All uses of grant funds must be related to COVID-19, according to Hall. Some examples of ways businesses can use the funds are: marketing plan development and execution; e-commerce activities such as point-of-purchase software; website development; associated technology; rent and utilities; physical enhancements; replacement of spoiled products like food; accounting and some legal assistance, excluding filing for bankruptcies.

Hall said a committee has been set up to review applications for grants. Its’ members include Hall, Deputy County Administrator Dale Wagoner, Director of Finance Darrell Jones, Deputy Director of Finance Richard Stanfield, and a representative from the Martinsville-Henry County Economic Development Corp. (EDC).

Applicants must provide the amount of COVID-19 loss in their business as of the day of the application and certify the claimed loss is based upon COVID-19.

Only one grant will be awarded per business. Sole proprietorships, LLCs or self-employed individuals are recognized as businesses.

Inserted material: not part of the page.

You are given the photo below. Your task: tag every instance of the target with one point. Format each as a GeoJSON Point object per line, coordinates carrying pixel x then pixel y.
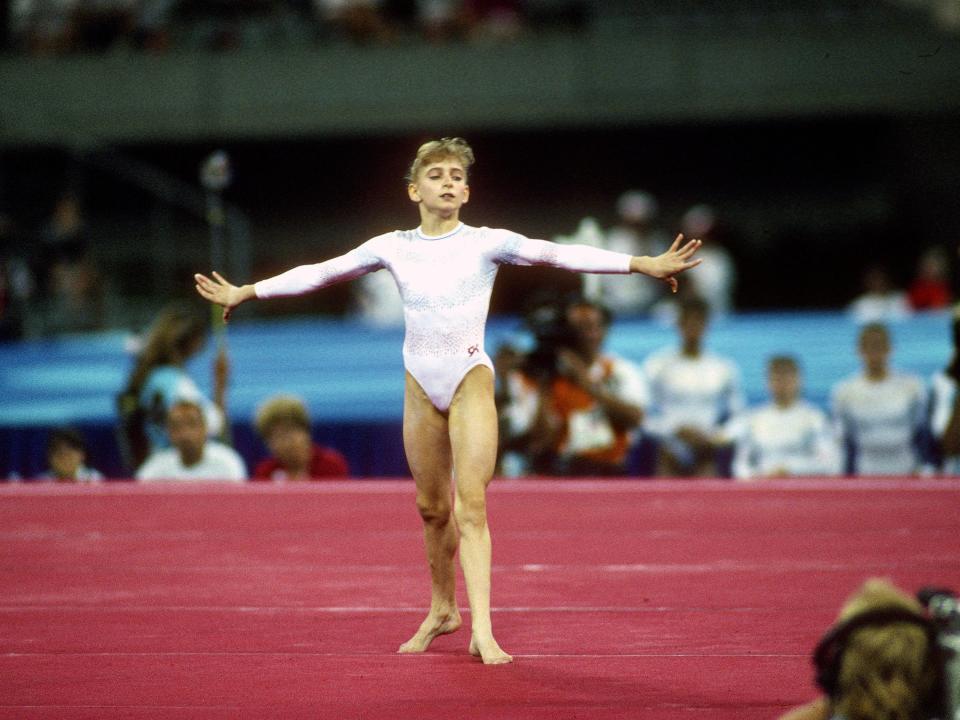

Any entity that has already received CARES Act funds from other programs will be considered only after all other applications.

In addition, Hall said there are a few other items that the overall $4.4 million could be used to fund.

One is to set up an emergency fund through social services where residents could apply for assistance in paying utility bills. Hall said it could include adding $200,000 to the already existing fund to pay for bills at Appalachian Power, a gas company or Public Service Authority bills.

Board chairman Jim Adams, of the Blackberry District, asked if the funds could be used to offset costs the PSA incurred by waiving online fees, which he said costs an average of $7,000 a month.

Hall said that he believed that use would be allowable, and noted that the county will pursue the idea.

He added a potential allocation of $130,000 to Henry County Public Safety for fire and rescue would help recover money that would have otherwise been obtained through fundraising.

The CARES Act funding can also be used to assist any town within the county’s jurisdiction. This could mean supplying the Town of Ridgeway with additional computers.

Hall said county staff also are looking into emergency pay for “frontline” workers who have spent most of their time working on COVID-19 related problems.

Overall, there is still uncertainty about what can or cannot be covered with the federal funds, Hall said, adding that to his understanding, the funds specifically cannot be used to replace lost revenue.